Mengenang Bulan

Berawal dari sebuah kabar angin, kakung mulai mondar-mandir. Kali ini ia mengangkat telepon dari nomor luar negeri, tidak lain tetangga seberang rumah yang sedang menjadi tenaga kerja wanita di Hongkong. Obrolan itu menjadi intens beberapa kali, sempat berakhir kemarahan karena si tetangga setengah memaksa. Tetapi setelah satu bulan lebih menimbang-nimbang saran yang diberikan oleh tetangga itu, akhirnya kakek dan nenek mengambil keputusan besar.

 

Pixabay

Tepat 8 April, ibu dijemput oleh tiga orang asing. Dua laki-laki dan satu perempuan. Nenek dan kakung tidak menolak kedatangan mereka.
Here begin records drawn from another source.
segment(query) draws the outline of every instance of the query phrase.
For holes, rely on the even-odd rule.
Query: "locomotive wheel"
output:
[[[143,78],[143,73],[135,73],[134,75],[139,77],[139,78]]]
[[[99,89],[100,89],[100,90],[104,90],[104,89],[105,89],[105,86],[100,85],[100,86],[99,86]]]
Seingatku setelah dipersilakan masuk, mereka mampir sebentar dan duduk di ruang tamu, meneguk teh buatan nenek, mengobrolkan sesuatu yang aku tidak pahami. Setelah dirasa cukup, mereka segera pamit. Aku ingat ibu juga ikut bersama tiga orang itu, dipapah oleh si perempuan. Tanpa perlawanan ibu ikut masuk ke mobil merah dengan plat B. Sepertinya memang dipersiapkan, sebab koper kecil yang dibeli kakung beberapa hari sebelum tiga orang itu ke rumah, juga ikut dibawa.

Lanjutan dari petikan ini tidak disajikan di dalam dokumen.